Archivo-Biblioteca-Hemeroteca

Presentación

En el paisaje urbano de Zaragoza destacan, como hitos aislados, construcciones severas de ladrillo macizo de color entre ocre y rojizo que fueron muy abundantes en el siglo XVI , notables palacios que dieron cobijo a las familias más distinguidas de la ciudad, cuando todavía conservaba la vieja muralla romana de piedra, testigo del esplendor que alcanzó Zaragoza en el siglo tercero de la era.

Uno de esos palacios, salvado de la ruina por el Ayuntamiento, es el llamado de Montemuzo que desde el 23 de abril de 1994, una vez rehabilitado, acoge la Unidad de Sistemas de Información de la Ciudad que está integrada por el Archivo, Biblioteca y Hemeroteca municipales. Está situado en el corazón de la ciudad, a unos 200 metros de la sede municipal. Tiene la entrada principal por la calle Santiago número 34.

La Unidad de Sistemas de Información de la Ciudad está adscrita al Servicio de Modernización y Desarrollo Organizativo del Área de Régimen Interior y Fomento y tiene como misión recopilar, conservar, procesar, organizar, difundir y acrecentar la información relativa a la ciudad de Zaragoza para ponerla a disposición de los ciudadanos y de los servicios municipales.

Cuenta para ello con la documentación que generan los servicios municipales en el ejercicio de su actividad y con el Patrimonio Documental, Bibliográfico y Hemerográfico Municipal, además de la tecnología y de los medios precisos para actualizarlos.

El Archivo Municipal de Zaragoza conserva la documentación generada por la administración municipal en el transcurso del tiempo, desde el siglo XII hasta la actualidad; también acoge otros documentos en conjuntos cerrados o bien de forma aislada, que sin ser originados por la actividad propia del municipio se han ido incorporando a ese acervo común, por ser de extraordinario interés para la historia de la ciudad; es lo que ocurre con el Archivo del General Palafox y con la colección Jordana de Pozas, que fueron objeto de compra, o con el Archivo Familiar de Ricardo Magdalena, y con el de la Junta de Defensa de la Torre Nueva, estos últimos fruto de donaciones desinteresadas.

 

El Archivo Municipal de Zaragoza tiene la misión de reunir, conservar, organizar y difundir esta documentación que se compone de cerca de 50.000 cajas con documentación en papel, una importante colección de privilegios y documentos diversos en soporte pergamino, fondos cartográficos, fotográficos y libros. Su fin es el de ponerla a disposición de los ciudadanos para la información, el estudio, la investigación y la resolución de asuntos administrativos y el uso interno de los propios servicios municipales.

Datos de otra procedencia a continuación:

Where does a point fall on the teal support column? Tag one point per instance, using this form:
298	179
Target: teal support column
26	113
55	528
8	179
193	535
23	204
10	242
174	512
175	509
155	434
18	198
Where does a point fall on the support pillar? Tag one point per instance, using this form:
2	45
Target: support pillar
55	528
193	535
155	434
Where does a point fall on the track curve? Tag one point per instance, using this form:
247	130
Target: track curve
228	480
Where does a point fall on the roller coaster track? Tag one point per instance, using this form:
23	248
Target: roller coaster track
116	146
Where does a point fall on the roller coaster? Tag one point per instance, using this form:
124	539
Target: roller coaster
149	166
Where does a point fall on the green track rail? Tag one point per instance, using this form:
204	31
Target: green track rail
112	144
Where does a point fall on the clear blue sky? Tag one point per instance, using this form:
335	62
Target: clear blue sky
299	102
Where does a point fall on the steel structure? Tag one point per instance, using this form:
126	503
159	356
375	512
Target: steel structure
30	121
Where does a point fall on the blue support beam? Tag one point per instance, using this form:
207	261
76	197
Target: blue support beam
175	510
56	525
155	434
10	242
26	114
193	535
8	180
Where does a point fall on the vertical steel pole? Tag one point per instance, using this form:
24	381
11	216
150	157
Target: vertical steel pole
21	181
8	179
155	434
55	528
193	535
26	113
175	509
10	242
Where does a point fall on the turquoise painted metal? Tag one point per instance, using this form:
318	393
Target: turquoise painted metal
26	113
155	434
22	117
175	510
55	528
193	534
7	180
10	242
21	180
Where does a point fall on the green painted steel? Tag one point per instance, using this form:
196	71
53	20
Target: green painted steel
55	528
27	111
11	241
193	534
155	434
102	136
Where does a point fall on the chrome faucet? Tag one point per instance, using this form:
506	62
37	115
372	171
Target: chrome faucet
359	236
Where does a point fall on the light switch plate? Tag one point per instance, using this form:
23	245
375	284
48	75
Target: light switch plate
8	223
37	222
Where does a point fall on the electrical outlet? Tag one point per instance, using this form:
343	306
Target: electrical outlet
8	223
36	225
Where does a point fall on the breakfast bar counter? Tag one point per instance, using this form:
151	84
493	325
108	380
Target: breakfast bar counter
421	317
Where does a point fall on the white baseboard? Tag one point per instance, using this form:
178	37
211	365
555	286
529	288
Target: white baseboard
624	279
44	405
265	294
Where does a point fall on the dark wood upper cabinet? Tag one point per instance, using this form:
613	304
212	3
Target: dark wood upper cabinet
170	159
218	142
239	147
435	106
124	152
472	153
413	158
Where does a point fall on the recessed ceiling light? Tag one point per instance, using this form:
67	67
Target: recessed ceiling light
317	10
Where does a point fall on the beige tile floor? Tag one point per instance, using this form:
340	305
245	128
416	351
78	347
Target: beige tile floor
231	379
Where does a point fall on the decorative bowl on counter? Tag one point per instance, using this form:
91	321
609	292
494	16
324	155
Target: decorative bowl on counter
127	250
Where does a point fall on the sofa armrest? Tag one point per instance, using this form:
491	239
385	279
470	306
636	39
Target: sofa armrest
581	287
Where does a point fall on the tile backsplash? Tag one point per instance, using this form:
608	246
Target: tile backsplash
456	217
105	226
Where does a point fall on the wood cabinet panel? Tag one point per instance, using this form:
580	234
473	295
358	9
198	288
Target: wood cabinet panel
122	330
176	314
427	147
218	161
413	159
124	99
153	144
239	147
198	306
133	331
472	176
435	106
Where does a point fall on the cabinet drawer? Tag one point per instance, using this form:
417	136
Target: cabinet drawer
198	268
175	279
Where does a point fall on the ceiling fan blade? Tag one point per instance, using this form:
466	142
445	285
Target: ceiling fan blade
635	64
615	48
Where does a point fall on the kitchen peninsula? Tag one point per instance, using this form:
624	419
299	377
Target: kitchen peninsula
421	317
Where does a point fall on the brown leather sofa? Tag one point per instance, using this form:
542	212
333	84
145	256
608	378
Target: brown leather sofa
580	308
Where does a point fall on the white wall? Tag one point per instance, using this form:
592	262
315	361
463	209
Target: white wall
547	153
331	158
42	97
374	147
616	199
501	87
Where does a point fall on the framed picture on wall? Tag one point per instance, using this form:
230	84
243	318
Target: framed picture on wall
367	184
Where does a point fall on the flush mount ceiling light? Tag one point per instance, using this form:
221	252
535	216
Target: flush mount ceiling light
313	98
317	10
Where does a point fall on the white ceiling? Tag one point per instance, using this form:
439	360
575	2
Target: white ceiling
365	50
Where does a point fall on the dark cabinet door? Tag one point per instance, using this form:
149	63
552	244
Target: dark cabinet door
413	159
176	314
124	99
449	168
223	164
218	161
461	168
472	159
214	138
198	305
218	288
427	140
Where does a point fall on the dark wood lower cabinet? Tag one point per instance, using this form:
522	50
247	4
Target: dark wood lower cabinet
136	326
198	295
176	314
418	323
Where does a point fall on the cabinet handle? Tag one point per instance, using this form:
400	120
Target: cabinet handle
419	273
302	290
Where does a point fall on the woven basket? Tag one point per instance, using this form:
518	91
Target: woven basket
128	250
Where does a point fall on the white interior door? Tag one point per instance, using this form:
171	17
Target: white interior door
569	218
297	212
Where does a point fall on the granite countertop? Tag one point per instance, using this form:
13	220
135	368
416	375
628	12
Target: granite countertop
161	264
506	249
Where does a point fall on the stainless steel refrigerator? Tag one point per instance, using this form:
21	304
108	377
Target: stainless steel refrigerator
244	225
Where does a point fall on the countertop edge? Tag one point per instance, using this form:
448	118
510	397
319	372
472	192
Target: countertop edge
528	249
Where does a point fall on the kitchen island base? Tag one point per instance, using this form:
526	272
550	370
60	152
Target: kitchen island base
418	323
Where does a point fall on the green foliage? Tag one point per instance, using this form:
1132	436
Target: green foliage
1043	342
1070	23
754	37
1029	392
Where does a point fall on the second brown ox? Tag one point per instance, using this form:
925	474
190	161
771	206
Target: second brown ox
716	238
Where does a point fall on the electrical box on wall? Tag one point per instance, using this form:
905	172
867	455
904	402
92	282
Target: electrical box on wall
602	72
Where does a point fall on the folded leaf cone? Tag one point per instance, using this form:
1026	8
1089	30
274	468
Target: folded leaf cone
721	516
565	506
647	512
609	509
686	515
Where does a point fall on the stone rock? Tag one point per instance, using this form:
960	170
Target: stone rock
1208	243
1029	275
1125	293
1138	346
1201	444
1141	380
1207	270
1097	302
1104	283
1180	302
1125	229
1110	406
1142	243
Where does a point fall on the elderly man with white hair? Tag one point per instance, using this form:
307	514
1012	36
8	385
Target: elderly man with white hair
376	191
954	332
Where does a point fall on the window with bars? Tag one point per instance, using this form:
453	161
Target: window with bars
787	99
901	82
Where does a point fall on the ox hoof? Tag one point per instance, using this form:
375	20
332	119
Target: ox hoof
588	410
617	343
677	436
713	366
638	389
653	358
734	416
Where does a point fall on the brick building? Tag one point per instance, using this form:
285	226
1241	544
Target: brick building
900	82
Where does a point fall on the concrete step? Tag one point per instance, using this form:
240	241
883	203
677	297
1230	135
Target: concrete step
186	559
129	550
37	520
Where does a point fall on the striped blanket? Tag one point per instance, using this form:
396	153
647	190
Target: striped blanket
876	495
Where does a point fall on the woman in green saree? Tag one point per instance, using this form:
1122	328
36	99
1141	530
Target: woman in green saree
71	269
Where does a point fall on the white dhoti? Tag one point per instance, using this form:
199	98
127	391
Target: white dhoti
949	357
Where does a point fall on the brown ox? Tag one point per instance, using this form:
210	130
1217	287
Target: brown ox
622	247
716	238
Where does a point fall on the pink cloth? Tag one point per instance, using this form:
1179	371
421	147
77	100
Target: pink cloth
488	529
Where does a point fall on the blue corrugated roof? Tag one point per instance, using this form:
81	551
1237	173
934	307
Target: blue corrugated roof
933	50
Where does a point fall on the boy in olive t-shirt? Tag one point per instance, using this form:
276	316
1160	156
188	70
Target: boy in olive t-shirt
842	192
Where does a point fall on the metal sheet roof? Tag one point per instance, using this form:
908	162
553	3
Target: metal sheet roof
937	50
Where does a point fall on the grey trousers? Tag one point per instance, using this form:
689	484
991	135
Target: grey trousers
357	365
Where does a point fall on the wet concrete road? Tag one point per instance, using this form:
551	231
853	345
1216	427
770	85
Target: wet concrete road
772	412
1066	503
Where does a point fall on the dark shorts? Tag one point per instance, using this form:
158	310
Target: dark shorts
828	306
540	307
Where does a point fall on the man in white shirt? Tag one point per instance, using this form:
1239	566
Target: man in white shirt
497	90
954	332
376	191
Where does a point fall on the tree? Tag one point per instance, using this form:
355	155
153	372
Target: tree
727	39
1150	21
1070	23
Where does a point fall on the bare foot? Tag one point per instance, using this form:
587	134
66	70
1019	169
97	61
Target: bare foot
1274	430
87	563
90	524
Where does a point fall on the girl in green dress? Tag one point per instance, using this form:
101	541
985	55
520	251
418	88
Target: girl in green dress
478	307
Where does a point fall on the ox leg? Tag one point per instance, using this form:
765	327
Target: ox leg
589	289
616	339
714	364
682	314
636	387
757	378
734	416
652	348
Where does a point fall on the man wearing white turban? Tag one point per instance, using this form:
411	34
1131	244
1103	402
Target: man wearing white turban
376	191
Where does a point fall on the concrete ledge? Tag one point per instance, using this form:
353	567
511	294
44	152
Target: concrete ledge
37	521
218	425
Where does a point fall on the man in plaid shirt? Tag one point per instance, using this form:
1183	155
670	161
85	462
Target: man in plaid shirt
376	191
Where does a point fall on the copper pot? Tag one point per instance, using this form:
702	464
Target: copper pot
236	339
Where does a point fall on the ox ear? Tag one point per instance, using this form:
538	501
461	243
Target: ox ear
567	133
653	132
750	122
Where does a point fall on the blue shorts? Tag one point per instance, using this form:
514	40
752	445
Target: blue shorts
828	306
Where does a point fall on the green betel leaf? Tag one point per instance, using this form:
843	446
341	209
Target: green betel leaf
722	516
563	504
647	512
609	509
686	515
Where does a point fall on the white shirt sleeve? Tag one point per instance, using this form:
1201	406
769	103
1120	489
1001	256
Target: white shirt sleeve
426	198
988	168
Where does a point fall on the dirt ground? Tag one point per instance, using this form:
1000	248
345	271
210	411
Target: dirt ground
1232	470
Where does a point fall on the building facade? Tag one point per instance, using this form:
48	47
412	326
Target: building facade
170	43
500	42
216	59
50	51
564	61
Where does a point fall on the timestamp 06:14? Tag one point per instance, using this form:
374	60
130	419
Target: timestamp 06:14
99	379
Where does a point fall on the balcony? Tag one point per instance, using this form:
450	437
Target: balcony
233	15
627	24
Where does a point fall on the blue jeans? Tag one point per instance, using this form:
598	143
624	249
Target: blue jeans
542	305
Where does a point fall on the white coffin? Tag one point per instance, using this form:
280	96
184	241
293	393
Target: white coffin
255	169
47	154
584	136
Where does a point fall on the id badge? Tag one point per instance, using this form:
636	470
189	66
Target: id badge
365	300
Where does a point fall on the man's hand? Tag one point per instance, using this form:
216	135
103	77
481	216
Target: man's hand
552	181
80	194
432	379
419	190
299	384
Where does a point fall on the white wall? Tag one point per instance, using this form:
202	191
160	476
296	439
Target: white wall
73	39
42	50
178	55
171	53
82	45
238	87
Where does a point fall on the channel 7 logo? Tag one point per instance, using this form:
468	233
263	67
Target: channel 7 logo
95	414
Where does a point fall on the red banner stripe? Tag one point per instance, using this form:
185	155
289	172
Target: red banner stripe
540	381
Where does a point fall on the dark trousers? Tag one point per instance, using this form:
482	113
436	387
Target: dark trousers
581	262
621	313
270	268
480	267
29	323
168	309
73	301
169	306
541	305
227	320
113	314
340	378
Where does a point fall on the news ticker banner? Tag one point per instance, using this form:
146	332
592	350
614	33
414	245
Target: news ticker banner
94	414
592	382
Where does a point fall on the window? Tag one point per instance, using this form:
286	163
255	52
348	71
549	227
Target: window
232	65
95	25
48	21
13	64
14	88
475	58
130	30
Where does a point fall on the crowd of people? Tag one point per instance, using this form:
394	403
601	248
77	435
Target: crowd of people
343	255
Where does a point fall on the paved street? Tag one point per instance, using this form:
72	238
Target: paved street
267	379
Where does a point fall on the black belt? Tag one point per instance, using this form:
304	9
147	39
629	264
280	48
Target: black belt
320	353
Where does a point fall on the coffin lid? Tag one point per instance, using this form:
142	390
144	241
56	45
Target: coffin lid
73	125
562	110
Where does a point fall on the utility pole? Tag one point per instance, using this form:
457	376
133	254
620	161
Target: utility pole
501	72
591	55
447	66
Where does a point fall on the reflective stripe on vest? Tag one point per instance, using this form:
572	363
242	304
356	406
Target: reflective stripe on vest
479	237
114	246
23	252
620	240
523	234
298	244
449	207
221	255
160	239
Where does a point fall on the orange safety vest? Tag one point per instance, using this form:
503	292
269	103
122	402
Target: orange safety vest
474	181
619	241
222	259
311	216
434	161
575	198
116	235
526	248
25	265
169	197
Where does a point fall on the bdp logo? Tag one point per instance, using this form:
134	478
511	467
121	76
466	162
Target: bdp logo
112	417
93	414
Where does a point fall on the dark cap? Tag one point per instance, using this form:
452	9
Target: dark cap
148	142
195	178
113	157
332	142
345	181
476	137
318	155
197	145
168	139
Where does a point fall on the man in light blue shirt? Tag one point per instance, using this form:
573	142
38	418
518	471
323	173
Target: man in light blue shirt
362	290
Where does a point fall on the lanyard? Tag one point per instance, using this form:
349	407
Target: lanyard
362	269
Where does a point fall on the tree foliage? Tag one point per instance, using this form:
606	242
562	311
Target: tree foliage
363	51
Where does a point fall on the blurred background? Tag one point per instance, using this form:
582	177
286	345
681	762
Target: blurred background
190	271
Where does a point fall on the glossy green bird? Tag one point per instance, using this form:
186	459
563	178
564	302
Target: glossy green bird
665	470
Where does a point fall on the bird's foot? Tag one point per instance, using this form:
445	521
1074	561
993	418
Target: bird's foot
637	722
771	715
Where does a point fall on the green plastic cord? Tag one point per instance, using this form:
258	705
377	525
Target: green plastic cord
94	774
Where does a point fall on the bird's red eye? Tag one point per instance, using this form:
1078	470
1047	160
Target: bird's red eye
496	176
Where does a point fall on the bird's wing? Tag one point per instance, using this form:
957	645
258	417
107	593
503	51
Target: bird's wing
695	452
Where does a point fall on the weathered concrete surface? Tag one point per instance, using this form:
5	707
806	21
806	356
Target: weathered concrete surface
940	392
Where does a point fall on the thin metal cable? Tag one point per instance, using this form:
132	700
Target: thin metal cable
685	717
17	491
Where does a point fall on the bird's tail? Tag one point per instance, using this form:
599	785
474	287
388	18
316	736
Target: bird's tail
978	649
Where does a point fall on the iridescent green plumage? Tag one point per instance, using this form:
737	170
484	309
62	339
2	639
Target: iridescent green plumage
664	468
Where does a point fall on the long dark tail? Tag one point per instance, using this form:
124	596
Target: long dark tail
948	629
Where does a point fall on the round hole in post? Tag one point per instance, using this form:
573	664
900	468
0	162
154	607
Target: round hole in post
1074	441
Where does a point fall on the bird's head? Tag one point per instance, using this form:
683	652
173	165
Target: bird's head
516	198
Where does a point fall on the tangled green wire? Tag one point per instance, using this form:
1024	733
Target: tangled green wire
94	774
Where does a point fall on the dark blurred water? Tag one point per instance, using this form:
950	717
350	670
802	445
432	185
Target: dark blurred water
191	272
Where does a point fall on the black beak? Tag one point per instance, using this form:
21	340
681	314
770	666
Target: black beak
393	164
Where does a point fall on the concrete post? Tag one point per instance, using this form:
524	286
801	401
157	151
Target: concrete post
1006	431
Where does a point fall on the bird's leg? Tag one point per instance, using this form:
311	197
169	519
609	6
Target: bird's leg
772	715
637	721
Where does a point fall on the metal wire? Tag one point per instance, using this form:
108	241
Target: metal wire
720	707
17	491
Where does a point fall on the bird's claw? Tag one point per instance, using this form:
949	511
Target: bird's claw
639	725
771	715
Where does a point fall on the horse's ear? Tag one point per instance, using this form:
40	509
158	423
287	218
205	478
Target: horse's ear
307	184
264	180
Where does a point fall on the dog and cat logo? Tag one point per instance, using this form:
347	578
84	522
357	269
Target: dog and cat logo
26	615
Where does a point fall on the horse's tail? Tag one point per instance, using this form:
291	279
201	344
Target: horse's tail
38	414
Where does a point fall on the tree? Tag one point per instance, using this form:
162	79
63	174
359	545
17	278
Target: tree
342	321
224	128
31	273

La Biblioteca se fue creando como un instrumento de trabajo que quedaba a disposición y uso de la Corporación y de los propios funcionarios, para el buen desarrollo de sus actividades desde tiempos antiguos e imprecisos. Los fondos bibliográficos, un tanto dispersos, se fueron adquiriendo desde época muy temprana, eran accesibles a los miembros del concejo y a los funcionarios. Las compras y dotaciones se comienzan a sistematizar en el siglo XVIII. La guerra de la Independencia y los numerosos traslados dieron lugar a que muchos de estos libros se perdieran. En mayo de 1873 se inician gestiones para la creación de una Biblioteca Municipal cuyo emplazamiento se sitúa muy próximo al Archivo. Con la idea de organizar y colocar los libros que poseía el Ayuntamiento, normalizar las adquisiciones y hacerlas accesibles al público, se manifestó la Junta Municipal en los siguientes términos: (...) que el Ayuntamiento bajo la idea de dotar al municipio de una biblioteca que en su día, tal vez no lejano, pueda abrirse al público, tiene resuelto el ir adquiriendo los libros que le proporcionen y puedan ser convenientes, con especialidad los relativos a historia aragonesa y legislación (...). Actualmente la Biblioteca es la encargada de formar, organizar y poner a disposición de los usuarios las diversas colecciones de libros.

La Hemeroteca inicia su formación en el siglo XVIII, si bien cuenta con alguna aportación hemerográfica de mayor antigüedad ("Noticias generales de Europa venidas a Zaragoza por el correo de Flandes... de 1689") encontrándose plenamente asentada y gozando de buen reconocimiento público cuando el Ayuntamiento se instala en el antiguo Convento de Predicadores. El Noticiero se hace eco a través de un viajero inglés en 1923 de su singular aceptación: "La Hemeroteca Municipal es una de las mejores de España". Su misión es la de gestionar, ordenar y difundir la colección hemerográfica del Ayuntamiento. Misión que ha dado lugar a un esfuerzo permanente a lo largo de tres siglos, para reunir y conservar la prensa local, junto con otros periódicos y revistas de diverso alcance.